Additionally, network 16 can employ any type of communication
protocol, including, but not limited to: Ethernet, token-ring, IEEE
802.x, cellular protocols, etc.
[0031] System 100 may also include a server 18. Server 18 can be
any type of computing device including, but not limited to, a
server, a desktop computer, a laptop computer, a handheld computer,
a game console, a tablet, etc. In some embodiments, server 18 may
provide database services so that training application 14 can
access data within database 20. As will be discussed, database 20
can hold performance data related to the performance of an
individual user, or the performance of a group of users. In an
embodiment, at least some of the data in database 20 can represent
performance or other information for an elite group of users, such
as professional athletes, in a responsive skill.
[0032] Although not shown, server 18 and computing device 12 can,
in some embodiments, be the same device. In such an embodiment,
application 14 and database 20 may reside on the same device so
that communication over an external network 16 is not needed.

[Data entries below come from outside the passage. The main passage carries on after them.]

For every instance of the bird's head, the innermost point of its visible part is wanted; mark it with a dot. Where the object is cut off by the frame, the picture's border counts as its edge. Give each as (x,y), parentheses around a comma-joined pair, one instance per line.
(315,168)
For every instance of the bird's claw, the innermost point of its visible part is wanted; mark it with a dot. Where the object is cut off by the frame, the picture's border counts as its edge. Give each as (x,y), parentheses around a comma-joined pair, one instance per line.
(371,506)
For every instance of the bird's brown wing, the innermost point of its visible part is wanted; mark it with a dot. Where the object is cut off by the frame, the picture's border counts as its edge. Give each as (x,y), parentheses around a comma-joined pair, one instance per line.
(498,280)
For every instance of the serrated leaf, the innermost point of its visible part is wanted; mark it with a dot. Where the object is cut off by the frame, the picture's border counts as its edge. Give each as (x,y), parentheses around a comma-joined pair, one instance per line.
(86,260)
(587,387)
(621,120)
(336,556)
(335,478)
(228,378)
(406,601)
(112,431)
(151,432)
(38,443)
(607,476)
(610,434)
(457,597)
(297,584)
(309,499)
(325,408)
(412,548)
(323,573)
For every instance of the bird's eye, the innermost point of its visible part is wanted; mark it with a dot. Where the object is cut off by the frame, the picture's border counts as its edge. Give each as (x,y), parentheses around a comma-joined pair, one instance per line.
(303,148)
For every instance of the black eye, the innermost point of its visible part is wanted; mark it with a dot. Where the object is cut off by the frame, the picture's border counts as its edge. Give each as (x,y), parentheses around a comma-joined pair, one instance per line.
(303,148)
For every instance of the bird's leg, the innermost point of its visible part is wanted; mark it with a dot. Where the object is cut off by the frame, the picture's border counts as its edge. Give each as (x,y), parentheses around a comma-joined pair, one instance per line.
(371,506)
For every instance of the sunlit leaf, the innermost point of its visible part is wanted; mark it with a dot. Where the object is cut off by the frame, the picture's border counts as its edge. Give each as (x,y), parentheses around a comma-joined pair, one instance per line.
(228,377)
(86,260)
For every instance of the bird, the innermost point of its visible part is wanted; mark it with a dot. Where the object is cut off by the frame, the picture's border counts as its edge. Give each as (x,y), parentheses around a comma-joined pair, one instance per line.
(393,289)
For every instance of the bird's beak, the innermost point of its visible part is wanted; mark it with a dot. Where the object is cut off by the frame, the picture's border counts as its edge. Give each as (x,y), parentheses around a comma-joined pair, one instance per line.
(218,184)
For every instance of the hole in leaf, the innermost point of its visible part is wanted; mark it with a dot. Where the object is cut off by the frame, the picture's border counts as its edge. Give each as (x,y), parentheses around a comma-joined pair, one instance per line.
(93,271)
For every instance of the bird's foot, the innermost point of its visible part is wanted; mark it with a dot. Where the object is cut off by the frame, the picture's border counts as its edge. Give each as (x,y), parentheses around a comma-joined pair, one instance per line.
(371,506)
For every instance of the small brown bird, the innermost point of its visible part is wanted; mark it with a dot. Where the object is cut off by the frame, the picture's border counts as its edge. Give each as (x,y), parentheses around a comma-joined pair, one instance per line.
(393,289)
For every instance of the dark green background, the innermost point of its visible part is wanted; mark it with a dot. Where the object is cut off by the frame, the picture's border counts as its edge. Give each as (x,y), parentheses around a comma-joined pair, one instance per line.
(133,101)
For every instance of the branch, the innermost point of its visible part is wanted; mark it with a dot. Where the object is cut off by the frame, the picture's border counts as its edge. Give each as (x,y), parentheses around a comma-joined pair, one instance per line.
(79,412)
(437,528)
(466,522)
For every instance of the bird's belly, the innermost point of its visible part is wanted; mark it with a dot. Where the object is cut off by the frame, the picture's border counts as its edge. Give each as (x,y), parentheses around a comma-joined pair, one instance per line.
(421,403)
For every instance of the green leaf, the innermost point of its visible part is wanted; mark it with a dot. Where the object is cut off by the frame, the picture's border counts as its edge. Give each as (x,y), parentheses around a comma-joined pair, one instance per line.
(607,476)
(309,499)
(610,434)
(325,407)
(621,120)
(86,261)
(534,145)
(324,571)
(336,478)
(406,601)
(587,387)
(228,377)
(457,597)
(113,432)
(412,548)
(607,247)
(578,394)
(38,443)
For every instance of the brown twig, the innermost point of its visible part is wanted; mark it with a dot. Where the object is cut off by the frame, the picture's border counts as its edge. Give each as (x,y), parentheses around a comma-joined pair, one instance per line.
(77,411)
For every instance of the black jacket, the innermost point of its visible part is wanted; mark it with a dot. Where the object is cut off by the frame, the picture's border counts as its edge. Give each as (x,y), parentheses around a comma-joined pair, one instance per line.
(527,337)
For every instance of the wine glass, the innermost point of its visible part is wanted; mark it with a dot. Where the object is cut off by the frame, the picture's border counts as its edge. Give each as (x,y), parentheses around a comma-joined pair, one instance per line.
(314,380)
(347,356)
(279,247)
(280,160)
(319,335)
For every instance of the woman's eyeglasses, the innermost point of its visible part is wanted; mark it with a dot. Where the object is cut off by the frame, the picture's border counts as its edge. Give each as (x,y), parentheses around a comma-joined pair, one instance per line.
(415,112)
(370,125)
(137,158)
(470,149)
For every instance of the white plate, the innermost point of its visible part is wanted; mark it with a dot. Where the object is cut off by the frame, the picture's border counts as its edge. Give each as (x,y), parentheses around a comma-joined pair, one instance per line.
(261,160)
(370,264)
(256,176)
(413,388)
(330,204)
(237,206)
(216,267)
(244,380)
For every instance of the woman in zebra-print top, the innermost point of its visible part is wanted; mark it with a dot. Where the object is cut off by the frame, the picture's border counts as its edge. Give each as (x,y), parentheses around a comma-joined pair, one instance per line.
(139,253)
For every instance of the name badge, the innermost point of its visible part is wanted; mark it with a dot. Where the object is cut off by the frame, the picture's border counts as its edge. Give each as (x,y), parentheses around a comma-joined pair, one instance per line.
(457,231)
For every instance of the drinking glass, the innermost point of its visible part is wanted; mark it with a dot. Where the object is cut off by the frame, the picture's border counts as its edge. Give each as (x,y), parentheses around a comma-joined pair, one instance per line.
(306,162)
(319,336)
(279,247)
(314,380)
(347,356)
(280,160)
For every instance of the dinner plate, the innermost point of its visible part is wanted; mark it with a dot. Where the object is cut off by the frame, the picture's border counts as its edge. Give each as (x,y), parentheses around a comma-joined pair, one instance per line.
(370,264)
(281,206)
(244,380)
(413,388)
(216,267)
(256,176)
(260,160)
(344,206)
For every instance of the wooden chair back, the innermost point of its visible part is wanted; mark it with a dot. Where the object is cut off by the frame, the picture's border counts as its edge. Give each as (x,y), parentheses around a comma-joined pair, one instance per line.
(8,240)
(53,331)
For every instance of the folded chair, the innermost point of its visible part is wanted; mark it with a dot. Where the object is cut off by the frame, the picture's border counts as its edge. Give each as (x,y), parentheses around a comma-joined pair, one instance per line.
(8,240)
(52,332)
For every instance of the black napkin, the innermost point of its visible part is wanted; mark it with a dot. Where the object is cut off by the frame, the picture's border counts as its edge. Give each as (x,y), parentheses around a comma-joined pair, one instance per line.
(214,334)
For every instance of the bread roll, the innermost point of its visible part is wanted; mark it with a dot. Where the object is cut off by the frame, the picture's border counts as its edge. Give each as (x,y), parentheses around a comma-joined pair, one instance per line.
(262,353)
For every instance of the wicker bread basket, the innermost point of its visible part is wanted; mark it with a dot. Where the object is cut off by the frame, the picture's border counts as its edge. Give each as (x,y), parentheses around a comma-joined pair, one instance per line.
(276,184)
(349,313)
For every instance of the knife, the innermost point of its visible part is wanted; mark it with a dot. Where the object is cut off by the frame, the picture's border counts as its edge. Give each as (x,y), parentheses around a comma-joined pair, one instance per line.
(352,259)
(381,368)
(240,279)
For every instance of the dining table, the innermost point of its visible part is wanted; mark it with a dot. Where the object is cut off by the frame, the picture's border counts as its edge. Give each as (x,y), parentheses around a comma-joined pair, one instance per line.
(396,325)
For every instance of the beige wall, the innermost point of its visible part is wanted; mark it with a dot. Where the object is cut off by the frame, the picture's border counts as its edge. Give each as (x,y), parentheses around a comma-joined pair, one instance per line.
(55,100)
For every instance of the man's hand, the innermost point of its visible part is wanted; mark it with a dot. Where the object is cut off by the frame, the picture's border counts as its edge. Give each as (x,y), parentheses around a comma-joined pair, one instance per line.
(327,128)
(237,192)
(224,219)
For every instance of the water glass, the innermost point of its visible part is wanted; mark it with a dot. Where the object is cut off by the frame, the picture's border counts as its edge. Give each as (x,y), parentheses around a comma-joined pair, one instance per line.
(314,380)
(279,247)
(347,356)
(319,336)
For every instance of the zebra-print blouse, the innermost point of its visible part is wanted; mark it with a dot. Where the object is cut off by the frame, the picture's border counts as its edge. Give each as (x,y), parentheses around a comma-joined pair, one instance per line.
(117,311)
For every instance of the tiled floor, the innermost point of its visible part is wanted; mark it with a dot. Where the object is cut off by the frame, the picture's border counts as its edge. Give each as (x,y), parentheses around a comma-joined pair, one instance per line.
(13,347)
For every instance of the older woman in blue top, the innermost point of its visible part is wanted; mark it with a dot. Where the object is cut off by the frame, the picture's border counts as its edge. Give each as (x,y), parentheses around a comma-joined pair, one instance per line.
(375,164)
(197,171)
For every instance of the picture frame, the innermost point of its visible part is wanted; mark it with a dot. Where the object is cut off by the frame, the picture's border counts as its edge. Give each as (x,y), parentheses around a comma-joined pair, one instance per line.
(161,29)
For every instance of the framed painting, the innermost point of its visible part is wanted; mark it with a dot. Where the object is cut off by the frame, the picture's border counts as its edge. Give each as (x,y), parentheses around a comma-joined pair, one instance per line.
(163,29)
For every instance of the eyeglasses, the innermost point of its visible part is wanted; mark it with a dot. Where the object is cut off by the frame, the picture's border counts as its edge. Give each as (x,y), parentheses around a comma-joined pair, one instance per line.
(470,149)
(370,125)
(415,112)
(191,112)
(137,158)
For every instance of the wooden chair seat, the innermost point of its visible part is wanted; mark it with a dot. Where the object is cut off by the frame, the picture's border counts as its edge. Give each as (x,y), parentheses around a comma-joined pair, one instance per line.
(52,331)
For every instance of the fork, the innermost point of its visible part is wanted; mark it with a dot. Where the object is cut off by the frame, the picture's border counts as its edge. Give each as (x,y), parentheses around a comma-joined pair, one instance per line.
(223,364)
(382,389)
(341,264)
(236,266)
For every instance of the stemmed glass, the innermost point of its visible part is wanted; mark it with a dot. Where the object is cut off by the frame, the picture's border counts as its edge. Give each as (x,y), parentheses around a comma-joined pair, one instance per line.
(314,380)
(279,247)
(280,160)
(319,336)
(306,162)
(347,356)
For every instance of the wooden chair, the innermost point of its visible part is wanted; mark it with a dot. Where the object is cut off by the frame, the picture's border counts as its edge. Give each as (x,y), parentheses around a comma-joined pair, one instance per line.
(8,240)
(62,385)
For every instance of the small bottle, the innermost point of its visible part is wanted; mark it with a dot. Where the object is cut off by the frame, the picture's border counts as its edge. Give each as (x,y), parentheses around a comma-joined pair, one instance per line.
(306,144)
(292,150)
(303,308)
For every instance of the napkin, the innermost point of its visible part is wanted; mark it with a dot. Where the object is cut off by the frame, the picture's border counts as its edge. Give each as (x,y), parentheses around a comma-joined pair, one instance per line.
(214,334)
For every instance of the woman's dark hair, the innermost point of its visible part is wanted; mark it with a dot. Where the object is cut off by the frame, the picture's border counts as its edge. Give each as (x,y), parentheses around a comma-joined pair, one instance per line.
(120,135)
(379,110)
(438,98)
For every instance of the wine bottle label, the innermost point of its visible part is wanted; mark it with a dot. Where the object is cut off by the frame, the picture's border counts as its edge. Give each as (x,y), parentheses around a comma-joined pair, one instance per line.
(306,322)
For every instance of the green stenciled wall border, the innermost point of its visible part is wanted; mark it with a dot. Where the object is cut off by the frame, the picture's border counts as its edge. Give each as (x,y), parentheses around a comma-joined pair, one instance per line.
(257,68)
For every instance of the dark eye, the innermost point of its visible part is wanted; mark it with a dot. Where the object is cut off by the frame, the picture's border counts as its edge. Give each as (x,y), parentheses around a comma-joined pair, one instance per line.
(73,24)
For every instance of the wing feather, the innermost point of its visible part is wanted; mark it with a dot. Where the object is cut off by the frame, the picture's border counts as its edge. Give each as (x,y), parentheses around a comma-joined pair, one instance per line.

Computer Processing Device
[0033] The present invention may be implemented as hardware,
software, or a combination thereof. FIG. 2 shows a block diagram of
a typical processing device 200, which may be able to execute
software and applications associated with the present invention.
Computer processing device 200 may be coupled to display 202, which
may provide graphical output to a user. Processing device 200 can
include a processor 204, which may be any type of computer
processor capable of executing software. Typical examples of
processor 204 are computer processors (such as Intel.RTM. or
AMDC.RTM. processors), ASICs, microprocessors, and the like.
Processor 204 may coupled to memory 206, which is typically a
volatile RAM memory for storing instructions and data while
processor 204 executes. Processor 204 may also be coupled to
storage device 208, which may be a non-volatile storage medium,
such as a hard drive, FLASH drive, tape drive, DVD-ROM, or similar
device. Processing device 200 can also include program 210, which
can be a computer program residing in a computer storage medium
such as storage device 208 or memory 206. Program 210 can contain
instructions for training a user in a skill. Program 210 may
typically be stored within storage device 208, but can also be
stored in any computer readable storage device. In an embodiment,
processor 204 may load some or all of the instructions and/or data
of program 210 into memory 206 for execution. Of course, processor
204 can also execute program 210 directly from storage device 208.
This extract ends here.